Certes une politique, plus qu’une politique, un instinct infaillible, avait guidé la papauté dans son entreprise, en apparence insensée, de se constituer un Etat temporel. Ce n’était pas simplement par répugnance patriotique de Romain qui ne voulait pas devenir Lombard. C’était par le juste sentiment que, devenu sujet lombard, le souverain pontife ne serait plus que l’évêque de Rome. Sujet d’un prince d’origine barbare, quelle autorité aurait-il pu exercer spirituellement sur les parties encore « romaines » du monde méditerranéen ? Vraiment captif dans Rome, devenue une autre Ninive, quelles relations eût-il pu entretenir avec les princes chrétiens de Gaule, d’Espagne, de Grande-Bretagne, d’Irlande ? Fatalement les liens se seraient relâchés entre les membres du monde chrétien. La revendication, parfaitement illégale « du duché de Rome », de la Pentapole, de l’Exarchat qui fournissait au Saint-Siège un point d’appui sur la Terre, pouvait passer pour une inspiration de salut pour la papauté et de la chrétienté, au moins en Occident. Mais, une fois le danger lombard écarté, qu’était-il besoin d’augmenter l’étendue des Etats du Saint-Siège, alors que Rome était protégée par des princes francs, profondément religieux et respectueux ? Qu’était-il besoin surtout de fabriquer une pièce impudente donnant à son évêque le pouvoir temporel sur tout l’Occident 1 ? Hadrien Ier commettait une grosse imprudence, le Carolingien pouvant se cabrer et tout casser. Mais le pape se laissa égarer par la candide bonne foi de sa dupe, sans se rendre compte qu’un revirement surviendrait un jour ou l’autre. Naturellement, si confiant fût-il dans la sincérité du Pontife, Charles ne pouvait admettre que le Constitutum Constantini répondît au temps présent, mais il dut être impressionné par ce document —, ce qui peut expliquer qu’il ait accepté l’accroissement invraisemblable de territoire de l’église de Rome, sans se rendre compte qu’il dépassait les engagements de son père et qu’on le trompait en prétendant qu’il se bornait à les renouveler.

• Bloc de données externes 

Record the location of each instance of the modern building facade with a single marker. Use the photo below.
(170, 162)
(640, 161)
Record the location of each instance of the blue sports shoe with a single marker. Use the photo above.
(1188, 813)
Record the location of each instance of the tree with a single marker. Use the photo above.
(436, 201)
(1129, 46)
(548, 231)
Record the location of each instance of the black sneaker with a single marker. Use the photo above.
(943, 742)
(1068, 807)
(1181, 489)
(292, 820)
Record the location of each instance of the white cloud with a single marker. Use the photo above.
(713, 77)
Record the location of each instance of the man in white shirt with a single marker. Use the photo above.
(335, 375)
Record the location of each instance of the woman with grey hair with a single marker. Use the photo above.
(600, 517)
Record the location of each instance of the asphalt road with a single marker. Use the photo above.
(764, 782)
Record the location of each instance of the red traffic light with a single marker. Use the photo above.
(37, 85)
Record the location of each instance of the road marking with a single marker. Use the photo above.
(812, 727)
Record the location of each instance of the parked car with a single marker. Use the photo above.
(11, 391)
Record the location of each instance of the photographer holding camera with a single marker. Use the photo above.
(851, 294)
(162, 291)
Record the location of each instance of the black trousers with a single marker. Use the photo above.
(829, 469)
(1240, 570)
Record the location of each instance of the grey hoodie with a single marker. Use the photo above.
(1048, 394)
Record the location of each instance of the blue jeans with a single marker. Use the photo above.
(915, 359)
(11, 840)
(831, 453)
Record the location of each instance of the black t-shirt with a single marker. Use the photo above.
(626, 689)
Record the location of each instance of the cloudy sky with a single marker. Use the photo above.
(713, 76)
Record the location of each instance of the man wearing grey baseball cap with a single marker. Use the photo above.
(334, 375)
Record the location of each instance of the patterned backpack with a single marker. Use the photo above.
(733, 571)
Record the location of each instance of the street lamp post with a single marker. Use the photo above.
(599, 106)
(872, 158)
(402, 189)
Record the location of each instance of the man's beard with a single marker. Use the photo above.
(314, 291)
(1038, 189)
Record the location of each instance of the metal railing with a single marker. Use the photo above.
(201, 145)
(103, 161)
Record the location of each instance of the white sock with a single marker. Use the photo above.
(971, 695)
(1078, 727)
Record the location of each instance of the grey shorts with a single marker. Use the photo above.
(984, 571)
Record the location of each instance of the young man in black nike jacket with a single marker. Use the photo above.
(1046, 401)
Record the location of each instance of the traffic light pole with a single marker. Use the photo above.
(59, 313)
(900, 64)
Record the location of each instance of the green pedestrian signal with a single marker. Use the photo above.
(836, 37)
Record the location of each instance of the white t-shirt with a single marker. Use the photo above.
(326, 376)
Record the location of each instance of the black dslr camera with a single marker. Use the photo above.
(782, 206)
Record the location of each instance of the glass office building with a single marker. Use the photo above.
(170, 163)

Après s’être laissé jouer par le pape, Charles retourna au siège de Pavie. Didier se rendit au début de juin. Charles l’envoya finir ses jours en France, au monastère de Corbie. Il prit pour lui le titre de « roi des Lombards » qu’il ajouta à sa titulature « roi des Francs et patrice des Romains », puis il rentra en France ayant détruit le royaume lombard sans livrer une seule bataille véritable.
Ces succès étaient trop rapides pour être durables. Hadrien Ier vit se soulever contre lui les gens de 1’Exarchat, à l’instigation de l’archevêque de Ravenne. Comme cette ville, siège de l’Exarque, avait été pendant deux siècles la capitale de l’Italie, l’évêque métropolitain se considérait comme occupant une situation à part lui conférant une large autonomie vis-à-vis de l’évêque de Rome. L’archevêque Léon mit la main sur les villes de l’Exarchat et alla trouver Charles. Le roi laissa les choses en l’état et le pape ne put recouvrer l’Exarchat qu’à la mort de Léon, ce qui ne peut s’expliquer que si, déjà, un revirement s’opérait dans l’esprit de Charles comprenant que le 6 avril on avait abusé de sa piété. C’est qu’il avait pour l’instant une grave affaire sur les bras. Les ducs lombards de Spolète et de Bénévent, de Chiusi, du Frioul, conspiraient pour rétablir le fils de Didier, Adalgis. Seul le duc du Frioul se souleva. Il fut tué et le duché fut supprimé, partagé en comtés confiés à des Francs (avril 776). L’année suivante, Charles reparut en Italie, rappelé par une révolte du duc de Bénévent.Occupé par les troubles de Bavière et de Saxe, il ne put revenir à Rome qu’en 780.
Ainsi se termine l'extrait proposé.